What have I learned by recreating other people's visualizations?


Hey folks,

If you’re interested in participating in a 1-day (6 hours) data visualization workshop, you’re running out of time to register. I’ll be teaching this workshop on May 9th. I will cover an introduction to the ggplot2 package and will assume no prior R knowledge. My goal is to help you to understand the ggplot2 framework and begin to apply it to make some interesting and compelling visualizations. After this workshop, you should be able to learn more advanced topics on your own. You can learn more and register by clicking the button below. Feel free to email me if you have any questions.


I recently got an interesting question to one of my videos:

Another great video—thank you! I’m curious: do you think it’s more effective to recreate existing plots or to design one’s own in order to learn?

For the past 9 months or so I’ve been taking the “recreating existing plots” approach. My pitch to you all was along the lines of “recreating masters”. Artists learn a lot by recreating original paintings to hone their technique and learn from past masters. There’s a lot of this type of content on YouTube whether it’s recreating music, movie scenes, or writing styles.
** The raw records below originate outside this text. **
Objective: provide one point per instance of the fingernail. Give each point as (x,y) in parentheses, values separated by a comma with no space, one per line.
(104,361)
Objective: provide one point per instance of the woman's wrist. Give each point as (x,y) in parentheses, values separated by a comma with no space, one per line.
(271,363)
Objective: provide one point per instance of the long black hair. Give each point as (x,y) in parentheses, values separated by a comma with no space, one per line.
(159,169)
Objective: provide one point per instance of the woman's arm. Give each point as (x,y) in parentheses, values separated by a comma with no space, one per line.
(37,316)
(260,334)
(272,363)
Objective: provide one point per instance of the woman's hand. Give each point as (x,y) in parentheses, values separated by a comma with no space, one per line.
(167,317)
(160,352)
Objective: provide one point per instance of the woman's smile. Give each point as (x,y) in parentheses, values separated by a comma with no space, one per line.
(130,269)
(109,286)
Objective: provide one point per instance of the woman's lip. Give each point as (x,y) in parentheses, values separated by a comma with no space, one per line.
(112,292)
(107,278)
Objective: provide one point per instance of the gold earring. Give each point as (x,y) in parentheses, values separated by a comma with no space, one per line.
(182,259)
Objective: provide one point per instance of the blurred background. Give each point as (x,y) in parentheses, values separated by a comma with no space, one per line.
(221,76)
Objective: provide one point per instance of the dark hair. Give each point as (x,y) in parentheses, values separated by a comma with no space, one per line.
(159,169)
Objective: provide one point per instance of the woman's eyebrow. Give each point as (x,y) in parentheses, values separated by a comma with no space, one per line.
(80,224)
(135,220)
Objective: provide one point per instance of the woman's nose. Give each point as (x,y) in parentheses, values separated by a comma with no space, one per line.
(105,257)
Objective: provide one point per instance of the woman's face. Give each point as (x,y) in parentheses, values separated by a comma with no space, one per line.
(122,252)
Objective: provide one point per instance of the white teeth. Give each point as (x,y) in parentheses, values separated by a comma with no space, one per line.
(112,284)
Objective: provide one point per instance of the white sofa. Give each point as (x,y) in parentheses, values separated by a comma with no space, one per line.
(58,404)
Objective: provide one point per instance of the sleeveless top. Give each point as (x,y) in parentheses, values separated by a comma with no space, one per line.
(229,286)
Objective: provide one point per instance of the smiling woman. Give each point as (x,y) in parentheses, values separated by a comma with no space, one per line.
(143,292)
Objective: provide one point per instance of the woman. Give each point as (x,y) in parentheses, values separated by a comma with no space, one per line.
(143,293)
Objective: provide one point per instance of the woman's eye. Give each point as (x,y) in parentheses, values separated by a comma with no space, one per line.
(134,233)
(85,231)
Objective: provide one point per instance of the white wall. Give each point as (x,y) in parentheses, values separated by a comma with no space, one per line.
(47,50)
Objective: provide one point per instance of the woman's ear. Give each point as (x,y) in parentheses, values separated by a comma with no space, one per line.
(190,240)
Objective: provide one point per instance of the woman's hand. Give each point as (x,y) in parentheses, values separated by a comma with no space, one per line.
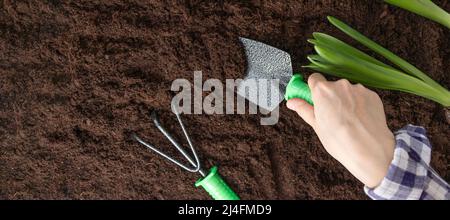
(351,124)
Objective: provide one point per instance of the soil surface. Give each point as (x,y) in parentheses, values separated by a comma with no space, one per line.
(77,78)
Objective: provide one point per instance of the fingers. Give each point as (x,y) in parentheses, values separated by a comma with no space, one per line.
(303,109)
(314,79)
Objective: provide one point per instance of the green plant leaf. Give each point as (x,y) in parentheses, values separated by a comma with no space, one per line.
(425,8)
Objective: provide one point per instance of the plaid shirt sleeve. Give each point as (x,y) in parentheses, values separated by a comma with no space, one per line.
(410,176)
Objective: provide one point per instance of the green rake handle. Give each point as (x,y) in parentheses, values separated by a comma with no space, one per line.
(297,88)
(216,186)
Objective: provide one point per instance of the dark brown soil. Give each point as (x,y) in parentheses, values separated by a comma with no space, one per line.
(76,79)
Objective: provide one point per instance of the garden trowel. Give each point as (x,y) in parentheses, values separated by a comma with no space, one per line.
(269,77)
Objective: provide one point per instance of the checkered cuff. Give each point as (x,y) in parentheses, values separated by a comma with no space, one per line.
(409,176)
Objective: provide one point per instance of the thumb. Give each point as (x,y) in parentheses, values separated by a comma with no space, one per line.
(303,109)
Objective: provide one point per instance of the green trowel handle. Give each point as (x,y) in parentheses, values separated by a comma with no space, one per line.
(297,88)
(216,186)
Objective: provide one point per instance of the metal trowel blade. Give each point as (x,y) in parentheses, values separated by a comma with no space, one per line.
(269,70)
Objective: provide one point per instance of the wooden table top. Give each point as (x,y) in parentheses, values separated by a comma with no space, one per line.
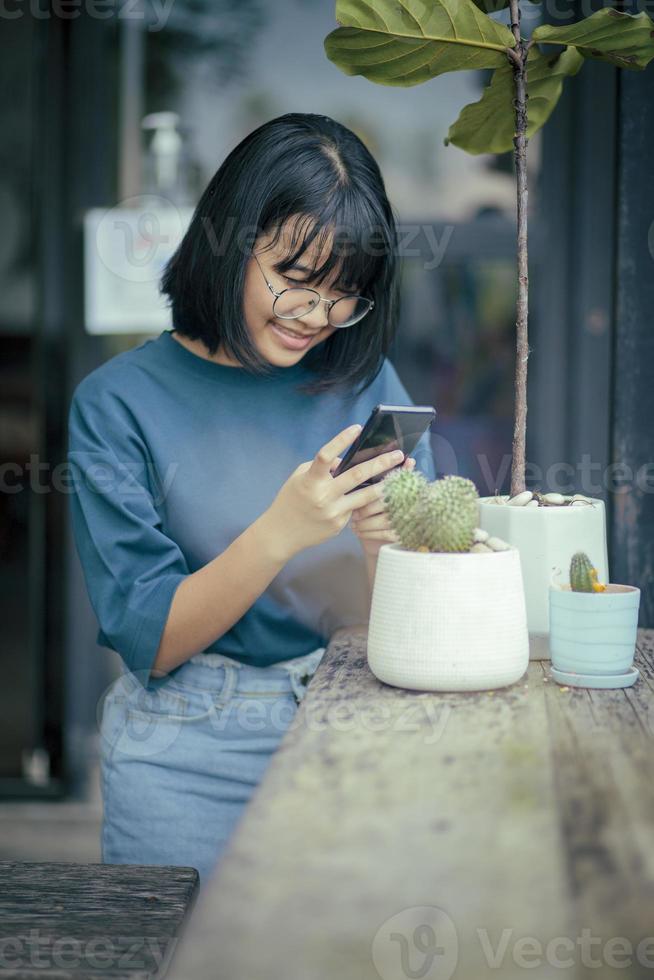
(82,921)
(403,834)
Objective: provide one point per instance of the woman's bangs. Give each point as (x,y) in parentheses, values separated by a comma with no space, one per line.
(355,248)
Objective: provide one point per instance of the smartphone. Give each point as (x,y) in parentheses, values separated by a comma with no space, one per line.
(388,427)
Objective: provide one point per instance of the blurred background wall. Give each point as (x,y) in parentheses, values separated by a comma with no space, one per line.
(76,91)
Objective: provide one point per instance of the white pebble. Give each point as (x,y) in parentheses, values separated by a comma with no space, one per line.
(497,544)
(553,498)
(521,499)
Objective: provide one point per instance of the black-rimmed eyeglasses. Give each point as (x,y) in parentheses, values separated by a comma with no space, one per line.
(297,301)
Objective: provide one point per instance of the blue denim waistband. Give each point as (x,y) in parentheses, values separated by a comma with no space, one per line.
(307,661)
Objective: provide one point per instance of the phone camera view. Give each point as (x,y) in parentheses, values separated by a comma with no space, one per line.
(391,432)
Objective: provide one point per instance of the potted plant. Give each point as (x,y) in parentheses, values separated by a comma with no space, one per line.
(407,43)
(593,629)
(448,608)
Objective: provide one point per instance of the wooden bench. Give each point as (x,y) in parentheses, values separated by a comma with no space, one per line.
(91,920)
(413,834)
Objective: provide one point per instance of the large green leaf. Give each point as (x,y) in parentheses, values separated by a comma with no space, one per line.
(409,42)
(488,126)
(625,40)
(491,6)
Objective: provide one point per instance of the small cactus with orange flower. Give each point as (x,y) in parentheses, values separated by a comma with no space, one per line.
(583,575)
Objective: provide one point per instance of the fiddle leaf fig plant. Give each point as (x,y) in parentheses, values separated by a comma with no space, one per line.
(409,42)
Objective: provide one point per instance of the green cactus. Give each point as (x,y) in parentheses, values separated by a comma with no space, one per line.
(450,511)
(438,516)
(583,576)
(402,490)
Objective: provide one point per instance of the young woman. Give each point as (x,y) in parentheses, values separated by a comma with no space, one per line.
(212,535)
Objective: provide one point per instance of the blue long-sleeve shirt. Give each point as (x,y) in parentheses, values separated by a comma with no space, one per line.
(172,457)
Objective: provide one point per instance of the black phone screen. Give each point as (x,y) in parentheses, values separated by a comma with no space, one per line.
(389,427)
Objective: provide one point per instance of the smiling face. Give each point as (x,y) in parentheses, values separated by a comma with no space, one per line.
(266,330)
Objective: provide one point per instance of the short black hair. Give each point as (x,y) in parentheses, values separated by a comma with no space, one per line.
(298,164)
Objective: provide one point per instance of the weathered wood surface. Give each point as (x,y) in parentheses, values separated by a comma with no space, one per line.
(79,921)
(403,834)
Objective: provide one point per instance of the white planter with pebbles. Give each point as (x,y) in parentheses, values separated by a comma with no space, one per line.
(546,537)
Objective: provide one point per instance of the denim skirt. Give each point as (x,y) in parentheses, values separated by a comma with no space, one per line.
(181,757)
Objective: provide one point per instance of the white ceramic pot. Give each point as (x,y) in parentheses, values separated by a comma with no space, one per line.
(547,538)
(448,622)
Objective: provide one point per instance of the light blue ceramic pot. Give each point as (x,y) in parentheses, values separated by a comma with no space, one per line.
(594,632)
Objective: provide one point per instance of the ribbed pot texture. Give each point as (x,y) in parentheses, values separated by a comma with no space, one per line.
(594,632)
(448,622)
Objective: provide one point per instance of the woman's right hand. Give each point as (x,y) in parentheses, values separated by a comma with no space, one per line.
(313,506)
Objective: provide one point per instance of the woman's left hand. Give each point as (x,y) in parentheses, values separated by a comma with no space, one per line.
(371,523)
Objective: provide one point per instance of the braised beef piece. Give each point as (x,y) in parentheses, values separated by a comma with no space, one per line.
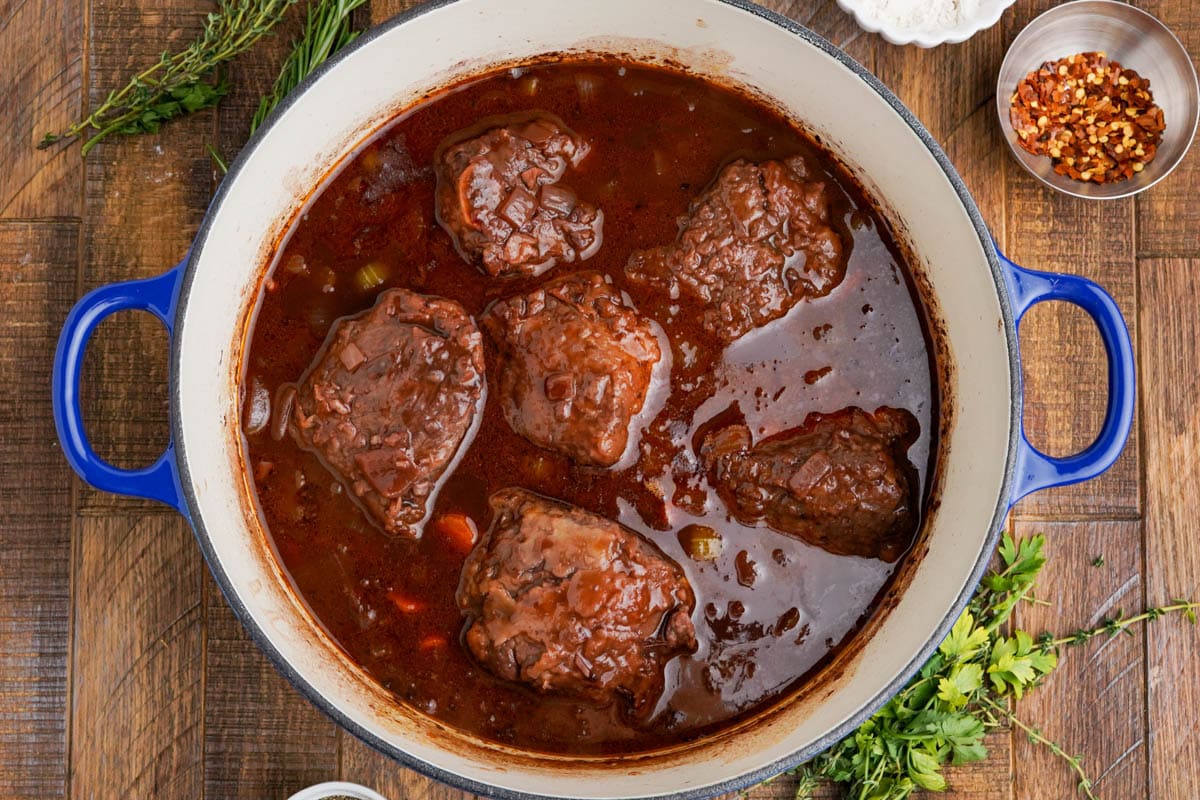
(389,400)
(571,603)
(501,200)
(754,244)
(841,481)
(576,362)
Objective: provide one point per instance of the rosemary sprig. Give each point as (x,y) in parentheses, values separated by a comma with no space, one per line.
(327,30)
(179,83)
(963,692)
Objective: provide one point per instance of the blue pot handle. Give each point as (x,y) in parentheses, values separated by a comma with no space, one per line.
(1035,469)
(157,295)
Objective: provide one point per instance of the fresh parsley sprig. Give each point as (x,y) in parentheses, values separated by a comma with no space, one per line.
(179,83)
(963,692)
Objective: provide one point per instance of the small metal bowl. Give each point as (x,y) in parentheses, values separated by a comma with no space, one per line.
(1139,42)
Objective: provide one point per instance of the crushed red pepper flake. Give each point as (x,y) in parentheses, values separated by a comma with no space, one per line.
(1093,118)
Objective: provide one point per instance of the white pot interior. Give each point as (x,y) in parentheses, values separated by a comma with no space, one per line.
(731,44)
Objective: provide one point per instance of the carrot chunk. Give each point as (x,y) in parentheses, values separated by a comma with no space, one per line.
(457,529)
(405,603)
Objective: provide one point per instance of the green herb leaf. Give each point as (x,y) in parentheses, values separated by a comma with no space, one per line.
(965,638)
(963,681)
(179,83)
(327,30)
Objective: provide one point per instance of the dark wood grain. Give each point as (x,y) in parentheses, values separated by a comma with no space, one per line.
(1093,704)
(144,198)
(159,692)
(1048,230)
(1170,365)
(1168,216)
(41,48)
(246,702)
(37,280)
(262,739)
(384,10)
(137,659)
(951,91)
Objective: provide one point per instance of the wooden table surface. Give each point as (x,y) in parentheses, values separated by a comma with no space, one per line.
(123,672)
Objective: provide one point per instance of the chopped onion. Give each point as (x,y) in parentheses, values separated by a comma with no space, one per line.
(257,410)
(587,84)
(701,542)
(371,276)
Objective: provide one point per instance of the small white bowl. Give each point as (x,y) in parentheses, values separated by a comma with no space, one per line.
(984,17)
(336,789)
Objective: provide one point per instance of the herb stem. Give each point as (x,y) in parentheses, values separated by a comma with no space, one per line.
(181,83)
(327,30)
(1115,625)
(1036,737)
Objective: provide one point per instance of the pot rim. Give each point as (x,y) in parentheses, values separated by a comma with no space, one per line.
(733,783)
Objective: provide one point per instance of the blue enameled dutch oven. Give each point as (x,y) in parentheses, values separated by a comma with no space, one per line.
(977,299)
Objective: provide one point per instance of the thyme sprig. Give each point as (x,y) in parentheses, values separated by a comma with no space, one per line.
(327,30)
(963,692)
(179,83)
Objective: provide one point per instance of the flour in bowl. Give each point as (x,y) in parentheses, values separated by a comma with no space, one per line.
(924,16)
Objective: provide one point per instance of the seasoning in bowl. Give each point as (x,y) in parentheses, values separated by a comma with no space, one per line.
(1093,118)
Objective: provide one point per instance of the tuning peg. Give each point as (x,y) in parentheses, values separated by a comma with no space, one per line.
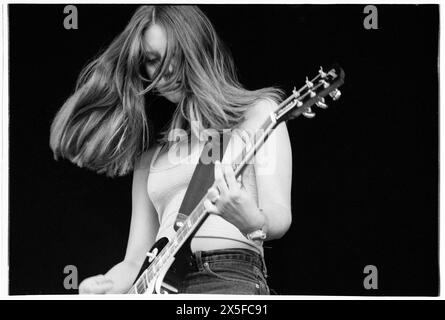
(320,103)
(308,83)
(335,94)
(152,255)
(324,83)
(322,73)
(309,114)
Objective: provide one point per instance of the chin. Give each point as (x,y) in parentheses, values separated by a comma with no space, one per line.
(175,98)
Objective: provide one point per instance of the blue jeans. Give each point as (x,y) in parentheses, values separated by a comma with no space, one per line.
(228,271)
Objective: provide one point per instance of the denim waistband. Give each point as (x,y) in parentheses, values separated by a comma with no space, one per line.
(201,257)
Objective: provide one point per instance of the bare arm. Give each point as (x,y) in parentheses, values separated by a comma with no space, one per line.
(273,173)
(143,229)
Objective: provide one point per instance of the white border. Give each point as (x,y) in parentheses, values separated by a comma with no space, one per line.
(4,147)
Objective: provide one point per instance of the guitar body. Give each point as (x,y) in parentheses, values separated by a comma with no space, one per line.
(168,278)
(167,262)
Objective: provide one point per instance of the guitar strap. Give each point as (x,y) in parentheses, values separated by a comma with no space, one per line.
(203,176)
(202,179)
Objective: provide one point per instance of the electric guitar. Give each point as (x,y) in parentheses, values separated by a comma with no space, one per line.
(157,275)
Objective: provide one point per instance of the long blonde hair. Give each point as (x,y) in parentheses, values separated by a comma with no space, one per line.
(103,125)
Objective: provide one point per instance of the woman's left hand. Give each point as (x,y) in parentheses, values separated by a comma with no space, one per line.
(230,200)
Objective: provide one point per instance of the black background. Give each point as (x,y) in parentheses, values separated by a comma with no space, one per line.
(365,171)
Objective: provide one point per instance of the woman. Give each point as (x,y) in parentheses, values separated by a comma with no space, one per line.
(173,51)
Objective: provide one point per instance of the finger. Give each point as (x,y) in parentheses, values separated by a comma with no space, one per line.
(219,179)
(213,194)
(105,287)
(210,207)
(101,279)
(229,175)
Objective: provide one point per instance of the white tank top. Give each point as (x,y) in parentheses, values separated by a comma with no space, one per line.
(167,183)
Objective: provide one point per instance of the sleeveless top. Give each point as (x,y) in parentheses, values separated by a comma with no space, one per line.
(167,183)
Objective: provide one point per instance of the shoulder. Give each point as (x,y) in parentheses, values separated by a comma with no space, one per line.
(257,113)
(144,160)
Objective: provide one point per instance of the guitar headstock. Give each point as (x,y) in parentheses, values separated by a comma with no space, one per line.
(313,92)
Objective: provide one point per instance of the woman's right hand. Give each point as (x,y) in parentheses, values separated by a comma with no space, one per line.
(96,285)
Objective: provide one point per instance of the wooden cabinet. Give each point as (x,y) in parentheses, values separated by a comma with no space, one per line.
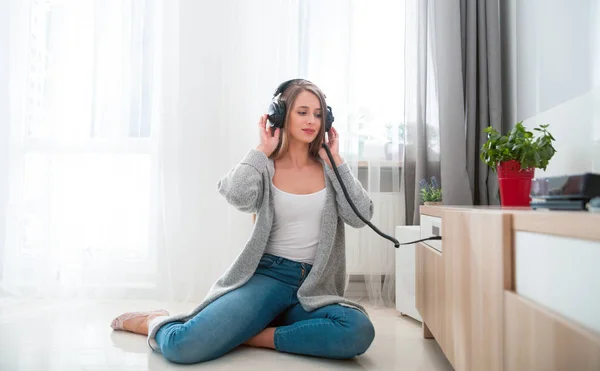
(429,284)
(466,295)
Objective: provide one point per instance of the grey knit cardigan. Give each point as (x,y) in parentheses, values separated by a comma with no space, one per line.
(248,187)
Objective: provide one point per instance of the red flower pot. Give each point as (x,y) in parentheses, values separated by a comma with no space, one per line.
(515,184)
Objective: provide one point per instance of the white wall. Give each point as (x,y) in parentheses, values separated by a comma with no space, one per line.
(3,122)
(552,76)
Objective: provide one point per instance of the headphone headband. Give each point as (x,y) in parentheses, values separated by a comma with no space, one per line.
(284,85)
(277,108)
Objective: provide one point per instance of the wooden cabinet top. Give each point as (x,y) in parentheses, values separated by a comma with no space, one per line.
(575,224)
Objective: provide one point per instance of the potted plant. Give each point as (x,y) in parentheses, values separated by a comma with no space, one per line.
(515,156)
(431,193)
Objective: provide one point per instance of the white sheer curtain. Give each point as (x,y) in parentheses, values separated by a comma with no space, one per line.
(124,115)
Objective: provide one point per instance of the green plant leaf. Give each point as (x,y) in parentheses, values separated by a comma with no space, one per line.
(519,144)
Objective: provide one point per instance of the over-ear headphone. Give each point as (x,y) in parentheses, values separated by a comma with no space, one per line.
(277,109)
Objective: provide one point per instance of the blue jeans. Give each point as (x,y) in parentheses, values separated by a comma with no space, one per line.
(268,299)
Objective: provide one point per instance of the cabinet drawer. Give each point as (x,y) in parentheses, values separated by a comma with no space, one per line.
(560,274)
(431,226)
(538,339)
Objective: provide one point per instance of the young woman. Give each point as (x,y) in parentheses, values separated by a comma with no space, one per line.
(285,290)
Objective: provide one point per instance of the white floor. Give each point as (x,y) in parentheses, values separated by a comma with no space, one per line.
(76,336)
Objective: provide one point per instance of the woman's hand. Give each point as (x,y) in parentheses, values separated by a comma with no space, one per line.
(334,147)
(268,142)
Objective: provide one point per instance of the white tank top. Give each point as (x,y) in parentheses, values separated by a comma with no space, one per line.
(296,225)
What have I learned by doing these? First, there have been a number of commands I’ve learned that have been in {ggplot2} for a long time, but I didn’t know existed. Take, for instance, annotate() or scale_color_identity(). Second, I’ve been forced to make plots that I wouldn’t normally make. Feel free to check out the entire series of WEB DuBois plots that I’m still recovering from. Third, I’ve gotten a lot more fluid with certain functions and packages. Most notably, my ability to use theme() has really grown. All of this growth has occurred because I didn’t worry about my creativity, but leaned on the style of others - whether it’s WEB DuBois or the NY Times.

Looking forward, I really need to push myself to recreate plots using visualizations I’m not so familiar with. Maps are a big deal. If you look back through my recent videos, you’ll find one map. Part of the problem is that I’ve become more pressed for time and don’t have the ability to invest so much time in learning how to remake plots. But I really want to do this.

One thing I thought I’d be able to do is show you all how to recreate scientific plots that we find in papers. The reality is that (in my opinion) most of these plots are pretty dreadful or boring. How many times can I bring myself to recreate a plot originally made in Prism about something that only a handful of people care about? It gets stale.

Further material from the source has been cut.